Illinois Senator Dick Durbin, who voted in favor of the Bowles-Simpson package, said the first order of business in discussing a long-term budget solution would be to determine if that $1 trillion was a down payment on the original deficit commission goals. “Is this a $4 trillion exercise or a $5 trillion exercise? I think a $4 trillion number sends a sound solid signal that you’re serious,” he said.

He suggested that during the lame duck session Congress could adopt a six-month budget fix that “paid for” about $50 billion in deficit reduction and lifted the debt ceiling, which is due to expire in March. That would give Congress time to come up with a long-term deficit reduction plan “with hard deadlines” that deals with revenue-raising tax reform and entitlement changes.

“I’d make it two months,” chimed in former Treasury Secretary Robert Rubin, who expressed fears that a six-month scenario would simply turn into another round of kicking the can down the road until after the next election.  Of course, Rubin would also raise about $1 in new revenue for every $1 in budget cuts, which is politically unrealistic as long as Republicans have anything to say about it.

Rubin suggested you could raise that much revenue by raising the top tax bracket back to 39.5 percent while eliminating about $100 billion a year in tax expenditures.  One way to do that would be to adopt a proposal in the Obama administration’s last budget that capped tax deductions for things like home mortgage interest payments and charitable contributions if they exceeded 28 percent of taxable income. That could hit not just the top 2 percent of families but a broader swath of upper-middle-class households.

Bill Daley, the president’s former chief of staff, pegged the chances of going over the fiscal cliff at just 10 percent. “There are serious players on both sides who understand this,” he said. “If we get this deal, there’s a good chance we’ll get the economic growth we need.”
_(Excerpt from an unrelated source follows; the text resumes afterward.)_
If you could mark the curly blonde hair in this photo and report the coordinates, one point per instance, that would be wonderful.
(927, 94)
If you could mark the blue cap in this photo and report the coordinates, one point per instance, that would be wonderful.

Cooler heads will prevail after the election, agreed John Podesta, President Bill Clinton’s former chief-of-staff. “The outcome is unacceptable to both sides. We finally have an opportunity to break the deadlock,” he said.

But what happens if the Republicans win the White House and both houses of Congress? “All bets are off,” Durbin said.

Democrats on Capitol Hill and the departing Obama administration will probably allow the country to go over the fiscal cliff while leaving the new Republican Congress and administration to sort through the issues. During the campaign, Romney has vowed to prevent any tax increases; to lower tax rates by closing unspecified loopholes; to sharply increase defense spending; and to restore $716 billion to Medicare, which extended its hospital trust fund by eight years.

Given those promises, “I don’t know how they get there,” Durbin said. “They’re going to have to abandon some things that they’ve been preaching for the last few months.”